Itself diversity of tools (programming-languages, frameworks, hardware etc.) is good because you can choose the right one to solve your specific problem. But it also increases risk: single-person-know-how, legacy-tech, learning-curves, beta/buggy-stability, upgrade/patching-efforts, transitive dependencies (see .dll, .jar nightmares).

Integration points

Though distributed systems are necessary (scaleability, reliability, modularization, partner-integrations) they are more fragile: Monitoring and deployment efforts increase and security breaches are more likely. Also tracing, debugging and testing efforts are higher.

Organization Size

One of the biggest factors is the size of your organization because efforts increase squarely (see also Mythical Man Month). Bigger organizations try to fight this by introducing hierachies and heavy-weight processes, but this structure can have negative impact on “short/quick” decisions and slows down speed. In some scenarios political-games emerge, which block progress considerably.

External partners

External-partner-integrations (most likely over APIs, batch processing) need more investment: Different release cycles need to be taken into account, compatibility must be offered and dedicated monitoring needs to be setup. Also communication is less direct (fixed calls, meetings, travelling).

User-Base + Traffic

A bigger User-Base means you have to spend more effort on support. Because of the mass statistically more edge-cases come up and need to be handled by software. Also scalability requirements need to be implemented by more sophisticated production environments. Popular systems also attract criminal activity, which you need to respond with higher security-investments, which again make the system less usable. Big applications also produce more data, which needs to be maintained (compatibility, migrations, analyzation).

Being Complexity aware

Above factors cannot be reduced to Zero (you will always meet an Inherent Complexity), but you should fight back:

• Prioritize, prioritize, prioritize: Featuritis has bad impact on usability and codebase-size. Implement important features only. Remove unneeded features and cleanup code.
• Consolidate technologies: Don’t introduce a new technology just because it was praised in the last magazine. Evaluate it and maybe use it privately first.
• Take Fowler’s advice serious: “Don’t distribute, if you don’t have to”
• Don’t always increase team-size, rather have a small team with A-players.
• Quantify: Use metrics for business success, code-quality and production stability. Especially for bigger systems gut-feeling isn’t enough.
• …

The presented sections go along with my favorite test-smells:

1. Brittle tests: Though functionality hasn’t been changed the test fails. Test should show green but in fact shows red (false positive).
2. Inefficient tests: The effort of writing automated tests doesn’t pay out at all. The benefit/cost ratio (short + long term) is extremely low.

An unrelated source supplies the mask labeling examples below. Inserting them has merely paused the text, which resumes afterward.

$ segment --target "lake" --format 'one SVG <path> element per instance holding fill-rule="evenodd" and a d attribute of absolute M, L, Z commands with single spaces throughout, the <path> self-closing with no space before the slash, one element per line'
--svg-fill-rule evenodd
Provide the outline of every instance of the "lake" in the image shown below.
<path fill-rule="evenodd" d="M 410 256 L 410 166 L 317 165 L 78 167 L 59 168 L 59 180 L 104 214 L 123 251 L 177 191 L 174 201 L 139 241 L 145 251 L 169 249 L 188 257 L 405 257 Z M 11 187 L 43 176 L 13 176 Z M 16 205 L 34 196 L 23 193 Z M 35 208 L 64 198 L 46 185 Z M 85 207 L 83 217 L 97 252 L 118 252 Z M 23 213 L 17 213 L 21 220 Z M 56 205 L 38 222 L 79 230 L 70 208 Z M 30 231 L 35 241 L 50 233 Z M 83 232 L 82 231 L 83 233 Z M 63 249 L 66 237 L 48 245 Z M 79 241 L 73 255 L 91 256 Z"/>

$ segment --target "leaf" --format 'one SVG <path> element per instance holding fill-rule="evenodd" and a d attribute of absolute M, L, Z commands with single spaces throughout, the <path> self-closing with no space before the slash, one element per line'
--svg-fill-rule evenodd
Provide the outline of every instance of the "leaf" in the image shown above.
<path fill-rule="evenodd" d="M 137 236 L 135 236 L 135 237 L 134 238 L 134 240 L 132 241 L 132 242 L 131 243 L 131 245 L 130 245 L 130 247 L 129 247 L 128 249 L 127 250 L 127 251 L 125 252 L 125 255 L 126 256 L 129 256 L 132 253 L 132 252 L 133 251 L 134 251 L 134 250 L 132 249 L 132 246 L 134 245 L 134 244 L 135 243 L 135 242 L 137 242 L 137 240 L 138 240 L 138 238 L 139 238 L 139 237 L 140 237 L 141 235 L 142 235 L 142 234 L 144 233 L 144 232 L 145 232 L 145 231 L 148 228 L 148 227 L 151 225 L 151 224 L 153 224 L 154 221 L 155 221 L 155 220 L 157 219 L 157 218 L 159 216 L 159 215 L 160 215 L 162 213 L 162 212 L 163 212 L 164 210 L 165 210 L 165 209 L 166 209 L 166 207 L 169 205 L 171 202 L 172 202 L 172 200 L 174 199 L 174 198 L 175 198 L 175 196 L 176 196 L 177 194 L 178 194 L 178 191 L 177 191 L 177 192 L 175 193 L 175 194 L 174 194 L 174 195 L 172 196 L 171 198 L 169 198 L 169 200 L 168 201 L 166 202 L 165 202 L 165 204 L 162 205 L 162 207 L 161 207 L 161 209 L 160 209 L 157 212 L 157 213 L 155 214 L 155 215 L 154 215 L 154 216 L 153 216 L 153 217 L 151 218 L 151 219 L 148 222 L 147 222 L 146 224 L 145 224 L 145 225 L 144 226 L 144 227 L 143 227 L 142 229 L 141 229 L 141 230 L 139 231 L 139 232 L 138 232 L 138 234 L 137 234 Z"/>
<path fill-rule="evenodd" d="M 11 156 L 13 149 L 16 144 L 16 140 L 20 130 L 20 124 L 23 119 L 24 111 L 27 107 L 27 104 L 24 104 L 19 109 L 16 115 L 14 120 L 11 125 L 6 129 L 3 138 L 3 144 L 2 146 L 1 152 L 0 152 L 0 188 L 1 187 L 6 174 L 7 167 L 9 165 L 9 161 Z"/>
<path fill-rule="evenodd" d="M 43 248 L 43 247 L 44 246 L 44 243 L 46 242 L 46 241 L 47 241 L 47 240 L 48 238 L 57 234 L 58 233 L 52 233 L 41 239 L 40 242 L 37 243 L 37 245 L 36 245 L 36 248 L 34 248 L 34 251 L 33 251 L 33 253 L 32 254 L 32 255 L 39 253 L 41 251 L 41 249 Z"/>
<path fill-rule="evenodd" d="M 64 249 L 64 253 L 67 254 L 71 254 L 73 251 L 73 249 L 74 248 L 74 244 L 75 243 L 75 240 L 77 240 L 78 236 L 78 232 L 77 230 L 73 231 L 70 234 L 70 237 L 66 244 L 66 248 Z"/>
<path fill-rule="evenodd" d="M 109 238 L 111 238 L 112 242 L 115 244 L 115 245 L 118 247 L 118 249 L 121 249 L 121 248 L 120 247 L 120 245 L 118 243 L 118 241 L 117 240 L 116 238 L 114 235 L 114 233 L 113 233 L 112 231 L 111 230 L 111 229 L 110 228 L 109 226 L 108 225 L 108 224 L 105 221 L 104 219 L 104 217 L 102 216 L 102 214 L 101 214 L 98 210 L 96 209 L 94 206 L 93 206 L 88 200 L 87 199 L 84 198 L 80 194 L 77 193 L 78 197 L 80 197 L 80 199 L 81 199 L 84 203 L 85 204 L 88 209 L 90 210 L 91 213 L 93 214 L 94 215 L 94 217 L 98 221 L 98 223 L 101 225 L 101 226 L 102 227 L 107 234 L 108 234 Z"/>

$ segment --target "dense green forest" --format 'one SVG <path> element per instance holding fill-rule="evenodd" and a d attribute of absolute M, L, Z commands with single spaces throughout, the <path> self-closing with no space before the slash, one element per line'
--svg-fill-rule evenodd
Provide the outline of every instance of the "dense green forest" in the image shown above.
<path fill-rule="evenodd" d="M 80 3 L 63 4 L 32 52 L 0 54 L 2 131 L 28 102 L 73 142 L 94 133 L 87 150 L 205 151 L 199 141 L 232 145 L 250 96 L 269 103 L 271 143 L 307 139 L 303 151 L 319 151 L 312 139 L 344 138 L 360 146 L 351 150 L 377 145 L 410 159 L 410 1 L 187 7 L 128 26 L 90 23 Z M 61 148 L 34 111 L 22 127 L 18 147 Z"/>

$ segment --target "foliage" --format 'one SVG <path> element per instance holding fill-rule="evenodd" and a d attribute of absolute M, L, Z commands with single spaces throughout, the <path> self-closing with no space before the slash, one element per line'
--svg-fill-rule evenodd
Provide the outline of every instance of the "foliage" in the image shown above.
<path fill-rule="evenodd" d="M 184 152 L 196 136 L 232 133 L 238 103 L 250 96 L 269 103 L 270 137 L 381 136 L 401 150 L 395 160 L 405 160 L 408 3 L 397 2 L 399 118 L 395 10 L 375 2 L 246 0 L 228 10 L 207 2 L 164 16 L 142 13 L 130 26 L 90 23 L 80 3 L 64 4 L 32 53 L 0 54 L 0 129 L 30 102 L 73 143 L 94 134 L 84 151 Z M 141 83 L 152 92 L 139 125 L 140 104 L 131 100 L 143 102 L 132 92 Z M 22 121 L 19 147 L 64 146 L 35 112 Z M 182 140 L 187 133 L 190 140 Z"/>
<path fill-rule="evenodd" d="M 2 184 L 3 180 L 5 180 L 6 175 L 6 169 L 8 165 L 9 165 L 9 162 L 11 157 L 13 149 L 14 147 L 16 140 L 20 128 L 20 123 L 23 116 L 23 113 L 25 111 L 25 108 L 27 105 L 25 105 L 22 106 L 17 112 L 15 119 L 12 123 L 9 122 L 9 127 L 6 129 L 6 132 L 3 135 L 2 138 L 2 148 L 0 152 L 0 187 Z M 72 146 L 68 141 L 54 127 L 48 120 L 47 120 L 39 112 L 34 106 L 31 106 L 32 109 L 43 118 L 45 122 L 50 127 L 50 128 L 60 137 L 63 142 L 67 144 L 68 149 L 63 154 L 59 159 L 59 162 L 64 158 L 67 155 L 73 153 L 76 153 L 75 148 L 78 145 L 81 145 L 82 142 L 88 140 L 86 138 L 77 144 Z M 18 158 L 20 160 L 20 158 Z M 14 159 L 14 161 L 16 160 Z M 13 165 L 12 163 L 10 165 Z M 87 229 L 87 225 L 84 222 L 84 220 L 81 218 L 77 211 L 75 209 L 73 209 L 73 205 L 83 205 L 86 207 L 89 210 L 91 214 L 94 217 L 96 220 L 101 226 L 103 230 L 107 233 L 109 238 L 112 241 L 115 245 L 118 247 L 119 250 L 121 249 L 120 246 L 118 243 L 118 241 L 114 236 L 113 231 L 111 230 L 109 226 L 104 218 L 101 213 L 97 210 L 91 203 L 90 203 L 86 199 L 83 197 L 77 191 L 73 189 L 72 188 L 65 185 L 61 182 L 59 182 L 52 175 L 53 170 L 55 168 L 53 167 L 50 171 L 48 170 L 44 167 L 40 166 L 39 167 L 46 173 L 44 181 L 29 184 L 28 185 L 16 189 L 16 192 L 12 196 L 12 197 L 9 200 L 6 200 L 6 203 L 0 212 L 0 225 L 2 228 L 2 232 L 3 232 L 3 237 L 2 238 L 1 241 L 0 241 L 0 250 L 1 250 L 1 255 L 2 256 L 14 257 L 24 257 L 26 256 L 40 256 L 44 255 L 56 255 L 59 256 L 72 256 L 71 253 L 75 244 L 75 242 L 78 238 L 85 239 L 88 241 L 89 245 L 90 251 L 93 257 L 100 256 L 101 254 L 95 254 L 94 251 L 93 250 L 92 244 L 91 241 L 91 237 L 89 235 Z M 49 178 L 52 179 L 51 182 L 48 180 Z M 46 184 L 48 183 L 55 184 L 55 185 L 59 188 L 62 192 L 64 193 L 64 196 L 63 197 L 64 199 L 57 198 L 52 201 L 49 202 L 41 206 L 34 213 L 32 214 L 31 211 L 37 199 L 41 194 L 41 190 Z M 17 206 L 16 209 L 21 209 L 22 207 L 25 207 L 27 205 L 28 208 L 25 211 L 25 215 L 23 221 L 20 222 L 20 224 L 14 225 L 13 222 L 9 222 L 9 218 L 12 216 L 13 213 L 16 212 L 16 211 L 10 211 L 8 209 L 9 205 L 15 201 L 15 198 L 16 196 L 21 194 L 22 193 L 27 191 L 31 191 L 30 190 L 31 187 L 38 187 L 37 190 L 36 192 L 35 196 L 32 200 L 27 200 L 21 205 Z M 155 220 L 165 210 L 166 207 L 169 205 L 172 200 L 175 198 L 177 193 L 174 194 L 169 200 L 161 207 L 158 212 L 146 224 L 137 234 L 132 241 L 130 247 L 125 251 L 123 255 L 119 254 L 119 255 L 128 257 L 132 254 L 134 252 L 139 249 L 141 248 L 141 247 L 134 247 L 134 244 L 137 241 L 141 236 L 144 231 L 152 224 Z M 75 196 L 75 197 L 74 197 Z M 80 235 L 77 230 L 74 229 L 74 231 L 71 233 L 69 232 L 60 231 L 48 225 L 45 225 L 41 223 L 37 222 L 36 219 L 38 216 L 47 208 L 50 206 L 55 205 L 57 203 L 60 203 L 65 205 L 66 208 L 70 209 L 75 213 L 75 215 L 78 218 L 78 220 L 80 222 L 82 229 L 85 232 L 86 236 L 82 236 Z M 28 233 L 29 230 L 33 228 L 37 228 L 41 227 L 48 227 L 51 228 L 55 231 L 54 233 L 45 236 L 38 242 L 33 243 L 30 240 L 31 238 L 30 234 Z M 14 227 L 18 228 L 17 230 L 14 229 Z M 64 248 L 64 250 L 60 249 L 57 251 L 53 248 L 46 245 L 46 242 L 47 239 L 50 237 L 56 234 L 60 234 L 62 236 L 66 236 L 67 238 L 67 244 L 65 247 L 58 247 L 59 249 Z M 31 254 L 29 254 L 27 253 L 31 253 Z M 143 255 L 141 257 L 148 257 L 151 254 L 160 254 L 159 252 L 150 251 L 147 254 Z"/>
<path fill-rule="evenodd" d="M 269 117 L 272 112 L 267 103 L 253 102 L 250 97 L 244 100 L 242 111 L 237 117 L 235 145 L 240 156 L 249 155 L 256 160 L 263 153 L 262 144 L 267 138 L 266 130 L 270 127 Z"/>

Unit-Test little scripts/tools

There is often no sense to write unit-tests for little scripts or tools, which are one or two-liners. The script content is already so “declaritive”, short and compact that the code is too simple to break. Further more often stubbing or mocking the dependencies is tough (e.g. writing to stdout/file, shutdown machine, doing an HTTP call). You can end up writing a external system emulator which is overkill in this situation. Surely testing is important but for that I go the manual way (executing script, and smoke-test sanity check the outcome).

Unit-Test high level orchestration services

Orchestration services have many dependencies and chain-call lower services. The effort of writing such unit-tests is very high: Stubbing/Mocking all these outgoing dependencies is tough, test setup logic can get very complex and make your test-code hard to read and understand. Further more these tests tend to be very brittle, e.g. minor refactoring changes to production code will break them. Main reason is that inside test-code you have to put a lot of implementation detail knowledge to make stubbing/mocking work. You can argue having many fan-out/outgoing dependencies is a bad smell and you should refactor from start on. This is true in some cases but higher order service often have the nature to orchestrate lower ones, so refactoring won’t change/simplify much and make design even more complicated. In the end for such high level services I much prefer to let test-cover them by automated or non-automated acceptance tests.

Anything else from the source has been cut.